DB2 10 for z/OS: it's about time. There was a lot of buzz at IOD 2011 about the temporal data support provided by DB2 10 for z/OS, and with good reason: this is functionality that would be a bear to provide via your own application code (something I know from first-hand experience), and even if you went that route you couldn't match the performance of the built-in DB2 capability.

There are two flavors of temporal data support available in a DB2 10 new-function mode environment (and they can be employed separately or together for a given table): system time (this has to do with automatic saving of "before" images of rows targeted by UPDATE and DELETE operations in a history table, with information indicating the timestamps between which a row was in the "current" versus the "history" state) and business time (this enables, among other things, a "future insert" capability, whereby a row with, for example, next year's price for a product can be added to a table without affecting programs querying "currently valid" rows).

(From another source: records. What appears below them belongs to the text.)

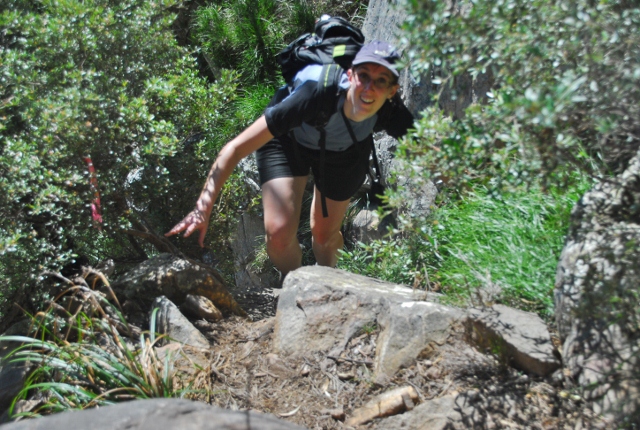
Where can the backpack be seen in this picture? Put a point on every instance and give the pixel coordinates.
(334, 44)
(334, 40)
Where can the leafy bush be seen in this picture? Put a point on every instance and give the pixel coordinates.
(507, 244)
(565, 90)
(101, 368)
(106, 81)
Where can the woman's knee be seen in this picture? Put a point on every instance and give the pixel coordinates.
(322, 236)
(279, 235)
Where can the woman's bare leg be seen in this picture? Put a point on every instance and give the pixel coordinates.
(282, 202)
(327, 238)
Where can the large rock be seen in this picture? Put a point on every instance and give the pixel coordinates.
(321, 309)
(155, 414)
(171, 322)
(383, 22)
(448, 412)
(12, 378)
(175, 277)
(596, 295)
(518, 337)
(245, 243)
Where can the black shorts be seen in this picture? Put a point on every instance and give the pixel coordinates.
(344, 171)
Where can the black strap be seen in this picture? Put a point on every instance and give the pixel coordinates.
(355, 142)
(323, 151)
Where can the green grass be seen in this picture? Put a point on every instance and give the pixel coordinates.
(95, 366)
(509, 243)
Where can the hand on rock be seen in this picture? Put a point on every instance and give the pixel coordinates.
(195, 220)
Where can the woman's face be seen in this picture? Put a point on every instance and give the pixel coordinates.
(371, 86)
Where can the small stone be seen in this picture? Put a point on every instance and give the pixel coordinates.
(345, 376)
(202, 307)
(338, 414)
(434, 372)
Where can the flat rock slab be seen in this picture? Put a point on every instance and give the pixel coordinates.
(519, 337)
(320, 309)
(171, 322)
(174, 277)
(156, 414)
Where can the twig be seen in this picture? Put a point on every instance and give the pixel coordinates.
(349, 360)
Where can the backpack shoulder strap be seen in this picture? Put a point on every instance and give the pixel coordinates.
(329, 89)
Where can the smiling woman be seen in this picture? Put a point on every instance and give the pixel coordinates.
(290, 144)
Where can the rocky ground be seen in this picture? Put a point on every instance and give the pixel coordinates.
(319, 391)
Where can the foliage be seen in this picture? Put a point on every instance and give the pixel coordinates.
(565, 87)
(246, 35)
(100, 368)
(509, 243)
(108, 81)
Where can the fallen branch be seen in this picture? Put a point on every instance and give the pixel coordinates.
(350, 360)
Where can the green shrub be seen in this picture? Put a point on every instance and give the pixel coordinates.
(108, 81)
(565, 90)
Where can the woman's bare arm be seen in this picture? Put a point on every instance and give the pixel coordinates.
(251, 139)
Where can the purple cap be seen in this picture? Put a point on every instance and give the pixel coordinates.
(378, 52)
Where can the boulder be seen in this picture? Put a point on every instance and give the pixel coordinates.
(517, 337)
(201, 307)
(321, 309)
(175, 277)
(245, 243)
(155, 414)
(171, 322)
(383, 22)
(448, 412)
(12, 378)
(596, 295)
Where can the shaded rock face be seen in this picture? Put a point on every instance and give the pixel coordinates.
(156, 414)
(518, 337)
(321, 309)
(176, 326)
(382, 22)
(596, 294)
(174, 277)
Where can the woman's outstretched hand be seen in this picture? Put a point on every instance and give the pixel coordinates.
(195, 220)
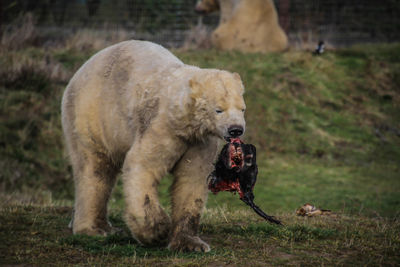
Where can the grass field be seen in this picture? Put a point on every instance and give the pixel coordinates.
(326, 128)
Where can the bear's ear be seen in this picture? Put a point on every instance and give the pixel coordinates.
(195, 88)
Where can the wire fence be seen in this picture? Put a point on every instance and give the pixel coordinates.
(170, 22)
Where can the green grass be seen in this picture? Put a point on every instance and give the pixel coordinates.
(38, 235)
(326, 130)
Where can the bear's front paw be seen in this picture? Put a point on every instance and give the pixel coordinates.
(187, 243)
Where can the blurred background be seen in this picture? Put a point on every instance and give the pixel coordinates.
(168, 22)
(326, 127)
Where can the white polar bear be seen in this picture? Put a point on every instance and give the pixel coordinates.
(135, 107)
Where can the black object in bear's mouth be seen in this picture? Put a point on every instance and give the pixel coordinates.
(236, 171)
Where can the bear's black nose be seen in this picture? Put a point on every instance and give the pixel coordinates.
(235, 131)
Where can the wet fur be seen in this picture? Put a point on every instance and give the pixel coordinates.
(136, 108)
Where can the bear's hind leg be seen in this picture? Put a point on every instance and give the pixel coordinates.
(94, 175)
(189, 196)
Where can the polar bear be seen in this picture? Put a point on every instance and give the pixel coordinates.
(246, 25)
(135, 107)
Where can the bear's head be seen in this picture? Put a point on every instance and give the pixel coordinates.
(217, 102)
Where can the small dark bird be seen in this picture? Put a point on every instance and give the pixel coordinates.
(320, 48)
(236, 171)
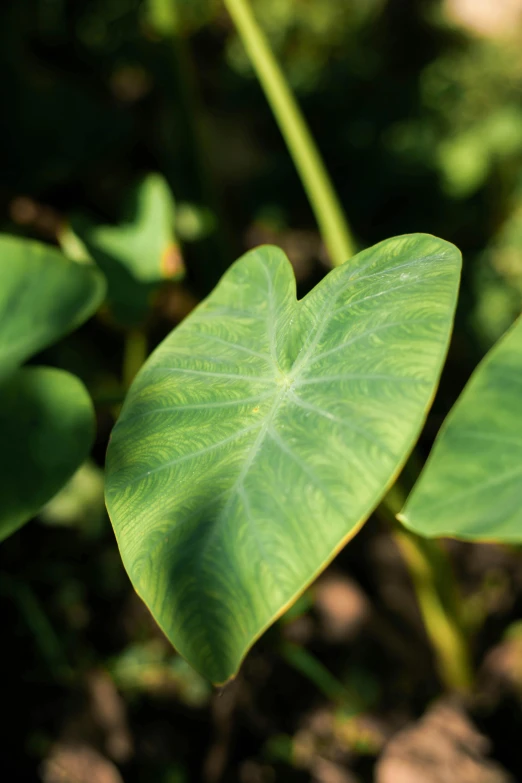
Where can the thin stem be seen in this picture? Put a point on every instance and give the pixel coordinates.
(437, 595)
(134, 355)
(321, 194)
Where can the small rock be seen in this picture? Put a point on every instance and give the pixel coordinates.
(443, 747)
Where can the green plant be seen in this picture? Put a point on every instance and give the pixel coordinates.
(263, 432)
(47, 419)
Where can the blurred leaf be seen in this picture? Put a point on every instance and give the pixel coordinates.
(137, 254)
(46, 433)
(471, 486)
(43, 295)
(80, 503)
(262, 432)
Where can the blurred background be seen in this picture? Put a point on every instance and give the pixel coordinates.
(416, 106)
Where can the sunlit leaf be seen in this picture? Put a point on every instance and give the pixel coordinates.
(471, 486)
(46, 433)
(263, 431)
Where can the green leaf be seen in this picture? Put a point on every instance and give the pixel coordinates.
(471, 485)
(262, 432)
(137, 254)
(46, 433)
(43, 295)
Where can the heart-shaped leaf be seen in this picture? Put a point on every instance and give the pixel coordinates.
(471, 486)
(43, 295)
(46, 433)
(263, 431)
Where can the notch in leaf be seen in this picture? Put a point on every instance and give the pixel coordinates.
(263, 431)
(471, 485)
(137, 254)
(46, 416)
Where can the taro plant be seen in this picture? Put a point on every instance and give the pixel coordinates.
(46, 415)
(264, 430)
(261, 434)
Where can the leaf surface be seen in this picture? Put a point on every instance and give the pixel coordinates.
(471, 485)
(262, 432)
(43, 295)
(46, 433)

I appreciated the value of system time temporal data support as soon as I learned of it, having done, in the mid-1990s, some consulting work for an insurance company that had written "row change history" logic into their application code -- this to enable determination of a policy holder's coverage at the time that an automobile accident (for example) occurred. With regard to business time, however, I'll admit that I initially had some trouble envisioning use cases. I heard of an interesting one at the conference last week: a company is utilizing DB2 10 business time to enable analysts to do future forecasting of profit margins. Very cool. I expect that as time goes by, organizations will come up with new and innovative ways to derive value from the system time and business time capabilities of DB2 10.

I had a great time last week, and I'm already looking forward to IOD 2012 -- hope to see you there.